The cake cutting was followed by a walk to the houses at the other end of the island for the presentation of the new grave. A speech was given and flowers placed on the concrete grave. This presentation marked the end of the mourning period. Family who had traveled from nearby islands and villages to mourn for 20 days would now return home. The previous day we had sat around with the family for a meal by the fire. Tears streamed down our faces from the smoke as it was explained to us that the fire used to mask the smell of the body during the 20 day morning period before it was buried. Although the bodies are now buried sooner, the tradition of sitting in the smoke has remained.

The evening brought the standard wedding entertainment; a disco. The young guests had been looking forward to this event for months; a rare opportunity to let their hair down. Let their hair down they did. Alcohol is only consumed on special occasions. Kava and marijuana are usually the vices of choice; probably part of the reason everyone is so laid back. With the young men becoming increasingly boisterous we decided the kids were probably the safest company. Matt soon had a crowd surrounding him, copying his every move. Occasionally his inspiration for crazy new dance moves ran out and he resorted to star jumps; all copied by his enthusiastic crowd of followers. An attempt at the conga left them perplexed and unimpressed. As the evening wore on, the energy of the crowd severely outweighed ours, a few fights were brewing and we were thankful to retreat back to the comfort and safety of Florence. We had only ever been made to feel welcome and had not been threatened in any way but felt it was best to say thank you and goodnight.

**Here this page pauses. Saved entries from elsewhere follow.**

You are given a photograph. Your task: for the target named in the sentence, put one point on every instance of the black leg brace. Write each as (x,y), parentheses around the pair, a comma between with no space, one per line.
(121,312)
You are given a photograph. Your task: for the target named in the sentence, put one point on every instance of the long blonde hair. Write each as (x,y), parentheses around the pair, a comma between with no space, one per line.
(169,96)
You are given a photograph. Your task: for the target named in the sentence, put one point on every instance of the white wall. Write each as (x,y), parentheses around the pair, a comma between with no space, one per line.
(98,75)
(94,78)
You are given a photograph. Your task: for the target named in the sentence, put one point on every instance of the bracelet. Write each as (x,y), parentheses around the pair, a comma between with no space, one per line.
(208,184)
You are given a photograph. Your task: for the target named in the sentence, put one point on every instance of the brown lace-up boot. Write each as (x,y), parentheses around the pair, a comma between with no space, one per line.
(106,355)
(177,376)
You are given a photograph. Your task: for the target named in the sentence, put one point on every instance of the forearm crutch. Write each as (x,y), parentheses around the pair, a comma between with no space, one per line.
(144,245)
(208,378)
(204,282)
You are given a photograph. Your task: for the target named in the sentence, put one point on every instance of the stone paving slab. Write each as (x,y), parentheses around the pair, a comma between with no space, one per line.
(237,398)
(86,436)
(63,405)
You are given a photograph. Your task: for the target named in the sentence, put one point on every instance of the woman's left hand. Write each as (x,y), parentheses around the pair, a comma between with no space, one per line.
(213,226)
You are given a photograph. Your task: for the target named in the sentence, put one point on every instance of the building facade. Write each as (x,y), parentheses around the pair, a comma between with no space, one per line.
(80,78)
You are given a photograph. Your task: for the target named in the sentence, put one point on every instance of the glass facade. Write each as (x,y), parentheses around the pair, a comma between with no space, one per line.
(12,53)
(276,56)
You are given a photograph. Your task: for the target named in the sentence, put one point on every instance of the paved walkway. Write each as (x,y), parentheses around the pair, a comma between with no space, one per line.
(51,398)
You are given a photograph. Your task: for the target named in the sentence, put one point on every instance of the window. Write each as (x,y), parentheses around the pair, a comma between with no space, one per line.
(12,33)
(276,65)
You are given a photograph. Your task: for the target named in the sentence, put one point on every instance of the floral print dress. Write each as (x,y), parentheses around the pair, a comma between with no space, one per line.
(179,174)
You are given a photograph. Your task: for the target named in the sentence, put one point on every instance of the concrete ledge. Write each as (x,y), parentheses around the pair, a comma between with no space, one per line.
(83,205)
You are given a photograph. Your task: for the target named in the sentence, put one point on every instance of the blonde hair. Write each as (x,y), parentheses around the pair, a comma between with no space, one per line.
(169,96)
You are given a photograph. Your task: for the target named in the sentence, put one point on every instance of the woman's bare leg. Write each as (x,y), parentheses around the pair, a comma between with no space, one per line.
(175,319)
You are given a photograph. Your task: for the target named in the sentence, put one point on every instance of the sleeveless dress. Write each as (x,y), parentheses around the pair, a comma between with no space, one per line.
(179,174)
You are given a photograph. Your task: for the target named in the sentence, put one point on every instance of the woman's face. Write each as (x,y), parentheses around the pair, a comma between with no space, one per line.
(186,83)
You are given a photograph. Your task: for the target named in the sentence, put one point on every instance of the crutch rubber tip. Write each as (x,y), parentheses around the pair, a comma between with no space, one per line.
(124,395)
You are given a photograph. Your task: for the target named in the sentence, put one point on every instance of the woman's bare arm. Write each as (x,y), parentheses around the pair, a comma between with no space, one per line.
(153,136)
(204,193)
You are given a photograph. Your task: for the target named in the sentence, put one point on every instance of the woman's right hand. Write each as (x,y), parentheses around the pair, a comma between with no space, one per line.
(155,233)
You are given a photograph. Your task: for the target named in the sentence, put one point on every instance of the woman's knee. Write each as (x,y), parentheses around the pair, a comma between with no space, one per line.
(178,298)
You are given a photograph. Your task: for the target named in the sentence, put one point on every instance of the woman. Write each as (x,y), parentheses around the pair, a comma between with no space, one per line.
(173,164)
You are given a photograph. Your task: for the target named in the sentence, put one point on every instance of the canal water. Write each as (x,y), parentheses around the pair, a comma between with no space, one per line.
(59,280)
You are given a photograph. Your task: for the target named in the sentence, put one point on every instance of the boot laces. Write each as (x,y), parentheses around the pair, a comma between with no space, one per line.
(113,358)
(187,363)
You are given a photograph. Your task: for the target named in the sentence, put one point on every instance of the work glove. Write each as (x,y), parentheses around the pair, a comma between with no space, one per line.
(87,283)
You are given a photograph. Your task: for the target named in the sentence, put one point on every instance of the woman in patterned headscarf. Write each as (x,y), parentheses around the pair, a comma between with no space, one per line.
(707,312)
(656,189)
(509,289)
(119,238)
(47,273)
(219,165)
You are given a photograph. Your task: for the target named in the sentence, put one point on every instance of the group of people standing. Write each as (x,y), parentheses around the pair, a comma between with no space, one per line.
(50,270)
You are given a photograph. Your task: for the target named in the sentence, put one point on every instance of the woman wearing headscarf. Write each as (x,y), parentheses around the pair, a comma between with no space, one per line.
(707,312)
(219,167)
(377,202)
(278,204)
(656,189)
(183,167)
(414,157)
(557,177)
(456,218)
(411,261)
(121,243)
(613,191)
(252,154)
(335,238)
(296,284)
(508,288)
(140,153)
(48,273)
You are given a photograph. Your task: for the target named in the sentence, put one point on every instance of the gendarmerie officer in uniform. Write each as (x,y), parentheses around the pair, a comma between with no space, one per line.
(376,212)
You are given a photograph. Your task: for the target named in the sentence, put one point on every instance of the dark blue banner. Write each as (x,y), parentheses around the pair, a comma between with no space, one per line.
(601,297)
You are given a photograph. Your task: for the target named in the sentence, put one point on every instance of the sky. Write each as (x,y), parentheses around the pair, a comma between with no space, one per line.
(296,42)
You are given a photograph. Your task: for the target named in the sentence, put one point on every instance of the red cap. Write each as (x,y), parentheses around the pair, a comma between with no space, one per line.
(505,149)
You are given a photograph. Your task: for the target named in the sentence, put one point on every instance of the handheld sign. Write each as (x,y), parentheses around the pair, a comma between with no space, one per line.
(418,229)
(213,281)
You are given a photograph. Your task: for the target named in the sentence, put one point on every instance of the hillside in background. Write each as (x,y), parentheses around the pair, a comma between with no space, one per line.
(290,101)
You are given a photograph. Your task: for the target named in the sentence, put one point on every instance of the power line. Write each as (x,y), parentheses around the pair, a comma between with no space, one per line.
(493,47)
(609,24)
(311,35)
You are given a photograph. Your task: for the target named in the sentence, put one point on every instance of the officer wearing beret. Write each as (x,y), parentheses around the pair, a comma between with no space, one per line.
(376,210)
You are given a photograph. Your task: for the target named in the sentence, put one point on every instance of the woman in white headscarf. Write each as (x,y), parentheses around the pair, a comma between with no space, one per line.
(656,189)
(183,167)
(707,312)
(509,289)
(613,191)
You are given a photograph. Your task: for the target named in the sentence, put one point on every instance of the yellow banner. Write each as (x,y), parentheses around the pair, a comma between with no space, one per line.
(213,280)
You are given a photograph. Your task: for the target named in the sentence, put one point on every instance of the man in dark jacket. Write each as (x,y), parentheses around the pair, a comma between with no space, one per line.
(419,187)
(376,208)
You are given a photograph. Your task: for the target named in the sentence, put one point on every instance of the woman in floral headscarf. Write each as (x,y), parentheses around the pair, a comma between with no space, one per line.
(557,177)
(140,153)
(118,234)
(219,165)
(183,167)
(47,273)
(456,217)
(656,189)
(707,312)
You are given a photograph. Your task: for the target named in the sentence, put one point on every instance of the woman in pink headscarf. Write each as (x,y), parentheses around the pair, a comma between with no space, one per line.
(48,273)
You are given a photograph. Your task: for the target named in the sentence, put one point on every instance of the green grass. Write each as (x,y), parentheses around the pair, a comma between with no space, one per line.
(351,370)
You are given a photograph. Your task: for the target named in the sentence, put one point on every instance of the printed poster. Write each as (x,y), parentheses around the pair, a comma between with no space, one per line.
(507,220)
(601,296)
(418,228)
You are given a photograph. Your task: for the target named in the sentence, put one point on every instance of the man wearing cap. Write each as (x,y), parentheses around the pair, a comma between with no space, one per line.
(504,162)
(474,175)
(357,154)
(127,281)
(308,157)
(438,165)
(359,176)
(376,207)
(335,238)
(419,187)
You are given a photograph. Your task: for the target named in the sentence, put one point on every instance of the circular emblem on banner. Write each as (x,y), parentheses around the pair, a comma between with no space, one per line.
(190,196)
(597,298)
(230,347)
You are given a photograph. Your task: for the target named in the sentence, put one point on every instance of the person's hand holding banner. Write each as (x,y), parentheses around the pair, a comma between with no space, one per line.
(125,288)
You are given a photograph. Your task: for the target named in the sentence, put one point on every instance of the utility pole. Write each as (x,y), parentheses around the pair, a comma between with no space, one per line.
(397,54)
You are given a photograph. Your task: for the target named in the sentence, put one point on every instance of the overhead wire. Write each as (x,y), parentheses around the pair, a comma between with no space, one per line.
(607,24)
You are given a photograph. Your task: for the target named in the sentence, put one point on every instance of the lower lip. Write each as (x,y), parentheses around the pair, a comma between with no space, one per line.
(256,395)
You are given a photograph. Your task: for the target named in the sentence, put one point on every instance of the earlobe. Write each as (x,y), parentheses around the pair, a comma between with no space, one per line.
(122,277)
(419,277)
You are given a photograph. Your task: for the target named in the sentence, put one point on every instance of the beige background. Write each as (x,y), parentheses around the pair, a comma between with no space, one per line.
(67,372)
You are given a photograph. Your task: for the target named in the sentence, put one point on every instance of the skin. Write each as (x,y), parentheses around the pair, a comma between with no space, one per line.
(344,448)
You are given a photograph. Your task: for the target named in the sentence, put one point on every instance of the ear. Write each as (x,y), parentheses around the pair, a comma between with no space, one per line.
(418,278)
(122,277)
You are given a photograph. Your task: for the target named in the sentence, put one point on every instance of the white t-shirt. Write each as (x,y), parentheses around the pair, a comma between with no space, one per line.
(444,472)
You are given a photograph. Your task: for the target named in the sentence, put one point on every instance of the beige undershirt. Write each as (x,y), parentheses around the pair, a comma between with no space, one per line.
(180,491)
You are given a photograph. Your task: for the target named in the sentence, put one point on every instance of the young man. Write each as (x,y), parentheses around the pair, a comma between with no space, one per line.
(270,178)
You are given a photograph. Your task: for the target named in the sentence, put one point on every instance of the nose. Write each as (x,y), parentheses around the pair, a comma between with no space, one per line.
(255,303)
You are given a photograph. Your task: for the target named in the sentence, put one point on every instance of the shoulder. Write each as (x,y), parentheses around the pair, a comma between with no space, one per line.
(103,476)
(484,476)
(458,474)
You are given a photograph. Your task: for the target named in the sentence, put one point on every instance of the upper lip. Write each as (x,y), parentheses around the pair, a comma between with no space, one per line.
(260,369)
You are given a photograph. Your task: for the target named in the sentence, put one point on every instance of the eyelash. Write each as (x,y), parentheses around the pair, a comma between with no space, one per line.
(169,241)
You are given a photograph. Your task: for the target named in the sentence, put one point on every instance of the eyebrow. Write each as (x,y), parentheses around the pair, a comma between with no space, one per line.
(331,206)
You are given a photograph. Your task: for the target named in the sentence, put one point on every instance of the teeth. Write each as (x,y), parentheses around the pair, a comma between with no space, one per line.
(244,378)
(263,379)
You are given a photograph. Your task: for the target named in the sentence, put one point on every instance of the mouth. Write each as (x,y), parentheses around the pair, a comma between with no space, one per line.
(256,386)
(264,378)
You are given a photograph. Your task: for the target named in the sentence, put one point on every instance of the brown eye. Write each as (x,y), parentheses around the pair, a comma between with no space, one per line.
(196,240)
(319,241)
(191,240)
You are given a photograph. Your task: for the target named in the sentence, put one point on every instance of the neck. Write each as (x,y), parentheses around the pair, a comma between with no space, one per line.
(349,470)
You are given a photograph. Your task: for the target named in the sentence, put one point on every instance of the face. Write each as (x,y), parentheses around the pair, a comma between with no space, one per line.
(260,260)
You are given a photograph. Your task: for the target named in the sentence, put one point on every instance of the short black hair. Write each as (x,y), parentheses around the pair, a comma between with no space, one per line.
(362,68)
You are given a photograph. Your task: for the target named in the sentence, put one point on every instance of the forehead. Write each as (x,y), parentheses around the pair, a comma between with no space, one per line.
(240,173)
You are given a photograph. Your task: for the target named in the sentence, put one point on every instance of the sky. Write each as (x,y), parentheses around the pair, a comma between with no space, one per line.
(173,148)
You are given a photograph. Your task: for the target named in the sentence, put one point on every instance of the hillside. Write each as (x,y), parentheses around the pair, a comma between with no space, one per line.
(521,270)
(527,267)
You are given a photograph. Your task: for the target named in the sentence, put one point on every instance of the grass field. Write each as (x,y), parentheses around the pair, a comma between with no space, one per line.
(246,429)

It was a real privilege to witness such important life events and be welcomed so warmly. The people of Vanuatu had once again blown us away with their hospitality. We left Akham with full stomachs, full hearts and two big boxes of grapefruit to deliver to family members on the next island we were visiting.

Florence anchored behind a traditional sailing canoe. The outriggers are still used to travel along the coast and between local islands.


A real positive to our experience on Akham was the presence of Timo; a Bulgarian PHD student, documenting the island’s unique language. As well as translating anything beyond the ability of the villagers English, he educated us on life of the island and the correct etiquette of the situation; never to refuse food offered to you, whom to give a thank you gift to etc. Timo’s work was fascinating, he was documenting the language of the village, one of over 100 languages spoken in Vanuatu. Without Bislama, the common language of Vanuatu, people here would be unable to communicate with other villages a canoe ride or walk away. Most families speak the language of the village at home, Bislama is used in school and school children will learn either English or French as their third language.

Black Magic

We later found out that this island was the location of two brutal public hangings of men suspected of performing black magic. The hangings were conducted in 2014, only 4 years previously. They were initiated by chiefs and village elders and at least 40 people were involved. Our unawareness of this during our visit was probably a positive as it allowed us to experience the island without any preconceptions.

The sun setting over Malakula (a large island to the north of Akham Island). Villages close enough to see have a language so different that they would not be able to communicate without the common language of Bislama.